Halberstadt l Vor einer tollen Kulisse von 340 zahlenden Zuschauern boten die acht Mannschaften aus der Kreisstadt und den Nachbarorten ein spannendes, ausgeglichenes und wohltuend faires Turnier. Zur Freude des veranstaltenden Kreisfachverbandes Harz war nach langer Pause auch der MSV Eintracht Halberstadt wieder mit von der Partie. Trotz guter Vorstellung musste die Harzklasse-Elf den höherklassigen Teams in der Gruppe 2 den Vortritt lassen. Die beiden Landesklasse-Teams aus Osterwieck und Schlanstedt gaben sich auch gegen den Harzligisten Grün-Gelb Ströbeck keine Blöße und zogen erwatungsgemäß ins Halbfinale ein.

In der Gruppe 1 erspielte sich die junge Germania-Elf, die mit fünf A-Junioren angetreten war, souverän den Staffelsieg. Als Gruppenzweiter folgte Fortuna Halberstadt ins Halbfinale, der Harzoberligist setzte sich im entscheidenden Spiel gegen die Landesklasse-Elf des SV Langenstein mit 3:2 durch. Auch der FSV Sargstedt spielte ein überzeugendes Turnier, bot auch der Germania beim 1:2 sehr gut Paroli. Am Ende wurde es aber trotzdem nur der letzte Platz in der Gruppe und im Turnier, da auch das Neunmeterschießen um Platz sieben gegen den MSV Eintracht mit 1:2 verloren ging.

Im ersten Semifinale marschierte Germania Halberstadt II mit einem deutlichen 6:0-Sieg ins Endspiel, obwohl auch Olympia Schlanstedt durch Franz Hentschel und Patrick Schrader einige klare Chancen hatte. Das zweite Halbfinale sah die Osterwiecker Eintracht sowohl spielerisch als auch in puncto Chancen im Vorteil, doch Dominik Keber schoss die Fortuna mit einer gelungenen Einzelaktion zur Führung. In der Schlussphase hatte allein Eintracht-Kapitän Hannes Seubert vier klare Chancen, darunter einen Pfostenschuss. Doch die Fortuna brachte das 1:0 über die Zeit.
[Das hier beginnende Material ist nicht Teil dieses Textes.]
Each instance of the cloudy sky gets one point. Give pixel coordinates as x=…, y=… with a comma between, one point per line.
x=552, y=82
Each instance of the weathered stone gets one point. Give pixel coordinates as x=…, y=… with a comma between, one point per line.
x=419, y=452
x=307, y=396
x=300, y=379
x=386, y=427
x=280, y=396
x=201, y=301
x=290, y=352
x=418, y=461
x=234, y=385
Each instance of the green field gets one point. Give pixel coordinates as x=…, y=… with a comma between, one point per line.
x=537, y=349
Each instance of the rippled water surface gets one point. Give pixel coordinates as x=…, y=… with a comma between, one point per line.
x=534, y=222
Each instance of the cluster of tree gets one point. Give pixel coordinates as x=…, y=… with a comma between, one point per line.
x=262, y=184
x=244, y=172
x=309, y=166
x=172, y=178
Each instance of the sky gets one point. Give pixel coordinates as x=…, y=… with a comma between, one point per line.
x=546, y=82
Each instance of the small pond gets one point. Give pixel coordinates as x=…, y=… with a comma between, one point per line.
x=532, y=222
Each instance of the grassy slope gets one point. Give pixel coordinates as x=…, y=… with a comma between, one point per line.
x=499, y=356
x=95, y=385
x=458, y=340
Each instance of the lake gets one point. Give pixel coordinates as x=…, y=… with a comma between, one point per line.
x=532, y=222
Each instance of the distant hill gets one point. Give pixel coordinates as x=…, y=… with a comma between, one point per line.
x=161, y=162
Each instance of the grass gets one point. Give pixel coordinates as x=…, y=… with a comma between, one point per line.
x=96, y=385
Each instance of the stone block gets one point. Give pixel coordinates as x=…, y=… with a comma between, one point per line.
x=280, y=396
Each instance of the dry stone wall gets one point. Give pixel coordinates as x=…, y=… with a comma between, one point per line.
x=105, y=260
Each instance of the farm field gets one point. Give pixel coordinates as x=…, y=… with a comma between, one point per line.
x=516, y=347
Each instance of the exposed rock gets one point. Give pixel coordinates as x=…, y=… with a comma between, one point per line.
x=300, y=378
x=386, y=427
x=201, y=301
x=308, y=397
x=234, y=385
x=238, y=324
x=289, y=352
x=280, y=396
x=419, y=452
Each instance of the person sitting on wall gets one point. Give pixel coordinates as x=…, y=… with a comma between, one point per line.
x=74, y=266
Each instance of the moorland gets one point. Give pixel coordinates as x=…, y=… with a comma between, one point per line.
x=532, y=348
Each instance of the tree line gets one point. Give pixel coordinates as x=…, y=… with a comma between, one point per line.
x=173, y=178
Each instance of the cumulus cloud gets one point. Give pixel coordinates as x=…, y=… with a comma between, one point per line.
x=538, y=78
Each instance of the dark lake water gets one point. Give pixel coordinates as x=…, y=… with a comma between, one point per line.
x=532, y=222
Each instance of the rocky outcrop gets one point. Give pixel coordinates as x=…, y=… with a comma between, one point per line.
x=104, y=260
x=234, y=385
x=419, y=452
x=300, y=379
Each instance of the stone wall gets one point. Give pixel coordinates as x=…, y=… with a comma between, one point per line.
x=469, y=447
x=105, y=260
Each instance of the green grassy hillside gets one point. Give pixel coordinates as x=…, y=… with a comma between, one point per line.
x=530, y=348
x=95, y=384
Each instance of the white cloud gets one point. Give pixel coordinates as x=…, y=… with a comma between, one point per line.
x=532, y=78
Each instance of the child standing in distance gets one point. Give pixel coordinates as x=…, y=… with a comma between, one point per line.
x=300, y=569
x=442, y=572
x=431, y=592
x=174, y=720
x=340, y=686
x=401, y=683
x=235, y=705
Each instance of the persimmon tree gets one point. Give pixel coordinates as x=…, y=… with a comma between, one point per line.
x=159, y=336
Im folgenden Neunmeterduell um Platz fünf mussten die drei Schützen vom SV Grün-Gelb Ströbeck und SV Langenstein jeweils doppelt ran, ehe der 4:3-Sieg der Ströbecker feststand. Im kleinen Finale behielt dann Eintracht Osterwieck gegen Olympia Schlanstedt wie schon im Vorrundenspiel die Oberhand, Tore von Valentin Schmidt (2) und Denny Wagenführ sicherten den Bronzerang.

Im Finale gab es ein Wiedersehen der beiden Stadtrivalen. Die Fortuna bot der spielerisch stärkeren Germania hervorragend Paroli, hatte durch Christian Krebs sogar die erste Großchance zur Führung. Mit zunehmender Dauer nahm der Druck des Favoriten zu, doch Keeper Denis Neitzel rettete die Fortuna mit super Paraden gegen Florian Köhler und Danny Wersig in die Verlängerung. Bei einer guten Derbystimmung kam zwischenzeitlich auch auf dem Platz etwas Hektik auf, doch der gute Referee Kevin Breiting beruhigte die Gemüter schnell. In der Verlängerung hatte erneut die Fortuna durch Keber und Nawrocki die ersten Chancen, fast im Gegenzug traf Mark Schröder zur Germania-Führung. Mit zwei weiteren Treffern nach Kopfallablage von Köhler und Zusammenspiel von Roggenbuck und Wersig avancierte Schröder endgültig zum Matchwinner bei Germanias 3:0-Endspielsieg.

Bei der Siegerehrung, die bereits zum zehnten Mal von Stadträtin Frauke Weiß vorgenommen wurde, kam auch der beste Torschütze aus den Reihen der Germania: Florian Roggenbuck hatte neun Treffer erzielt.